Yes, IA founder Brewster Kahle has disclosed the hack. - Alex
On Oct 9, 2024, at 9:08 PM, Tim Gladding via vcf-midatlantic <vcf-midatlantic@lists.vcfed.org> wrote:
Oh no! My unique 12 character username and unique 40 character password has been stolen!
Are IA even admitting to this? I don't see anything on their site warning users, and there is no prompt to change my now compromised password.
Seems like there is a separate issue of the site being DDoS'd.
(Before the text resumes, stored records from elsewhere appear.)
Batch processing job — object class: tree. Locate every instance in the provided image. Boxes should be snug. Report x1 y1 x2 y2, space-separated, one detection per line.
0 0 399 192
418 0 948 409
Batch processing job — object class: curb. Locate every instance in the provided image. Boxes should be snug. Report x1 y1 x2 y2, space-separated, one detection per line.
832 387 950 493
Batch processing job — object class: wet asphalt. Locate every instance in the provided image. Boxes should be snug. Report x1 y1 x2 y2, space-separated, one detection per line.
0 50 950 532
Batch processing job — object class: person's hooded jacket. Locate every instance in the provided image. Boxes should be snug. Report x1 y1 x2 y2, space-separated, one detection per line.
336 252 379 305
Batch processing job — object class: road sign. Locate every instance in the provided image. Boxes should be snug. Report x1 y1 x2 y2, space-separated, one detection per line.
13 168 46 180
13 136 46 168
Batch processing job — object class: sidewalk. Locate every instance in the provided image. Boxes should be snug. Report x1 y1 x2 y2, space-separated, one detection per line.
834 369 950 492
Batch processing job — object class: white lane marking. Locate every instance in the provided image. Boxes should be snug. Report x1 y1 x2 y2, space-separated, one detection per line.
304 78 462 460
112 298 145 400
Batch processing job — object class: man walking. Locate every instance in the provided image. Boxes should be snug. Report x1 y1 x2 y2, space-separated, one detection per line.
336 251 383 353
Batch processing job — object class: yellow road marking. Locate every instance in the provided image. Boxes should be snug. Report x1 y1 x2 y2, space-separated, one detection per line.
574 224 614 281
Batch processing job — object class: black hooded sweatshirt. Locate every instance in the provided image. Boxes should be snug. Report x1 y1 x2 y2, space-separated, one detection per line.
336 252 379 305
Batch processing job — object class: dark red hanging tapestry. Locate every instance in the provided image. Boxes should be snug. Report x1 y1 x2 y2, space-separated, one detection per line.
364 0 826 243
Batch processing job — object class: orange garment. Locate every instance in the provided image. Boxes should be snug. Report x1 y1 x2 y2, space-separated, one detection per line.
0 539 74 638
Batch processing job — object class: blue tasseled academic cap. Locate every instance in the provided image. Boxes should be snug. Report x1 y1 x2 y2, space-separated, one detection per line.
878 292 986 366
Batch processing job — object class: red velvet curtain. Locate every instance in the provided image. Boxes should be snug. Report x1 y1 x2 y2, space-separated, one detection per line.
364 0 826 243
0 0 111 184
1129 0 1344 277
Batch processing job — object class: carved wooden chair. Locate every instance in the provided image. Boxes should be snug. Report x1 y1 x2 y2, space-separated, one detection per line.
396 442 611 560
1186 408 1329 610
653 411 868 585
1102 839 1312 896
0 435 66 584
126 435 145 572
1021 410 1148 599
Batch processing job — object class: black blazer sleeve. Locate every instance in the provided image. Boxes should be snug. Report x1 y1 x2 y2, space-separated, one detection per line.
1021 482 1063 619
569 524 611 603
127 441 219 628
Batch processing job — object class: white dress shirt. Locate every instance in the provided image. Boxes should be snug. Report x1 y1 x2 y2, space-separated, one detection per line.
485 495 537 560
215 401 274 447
What a waste of time that must be.
On Wed, Oct 9, 2024 at 8:18 PM Christian Liendo via vcf-midatlantic < vcf-midatlantic@lists.vcfed.org> wrote:
A lot of us have logged into that site
https://www.bleepingcomputer.com/news/security/internet-archive-hacked-data-...
Internet Archive's "The Wayback Machine" has suffered a data breach after a threat actor compromised the website and stole a user authentication database containing 31 million unique records.
News of the breach began circulating Wednesday afternoon after visitors to archive.org began seeing a JavaScript alert created by the hacker, stating that the Internet Archive was breached.
"Have you ever felt like the Internet Archive runs on sticks and is constantly on the verge of suffering a catastrophic security breach? It just happened. See 31 million of you on HIBP!," reads a JavaScript alert shown on the compromised archive.org site.
The text "HIBP" refers to is the Have I Been Pwned data breach notification service created by Troy Hunt, with whom threat actors commonly share stolen data to be added to the service.
Hunt told BleepingComputer that the threat actor shared the Internet Archive's authentication database nine days ago and it is a 6.4GB SQL file named "ia_users.sql." The database contains authentication information for registered members, including their email addresses, screen names, password change timestamps, Bcrypt-hashed passwords, and other internal data.
The most recent timestamp on the stolen records was ta is September 28th, 2024, likely when the database was stolen.
Hunt says there are 31 million unique email addresses in the database, with many subscribed to the HIBP data breach notification service. The data will soon be added to HIBP, allowing users to enter their email and confirm if their data was exposed in this breach.
The data was confirmed to be real after Hunt contacted users listed in the databases, including cybersecurity researcher Scott Helme, who permitted BleepingComputer to share his exposed record.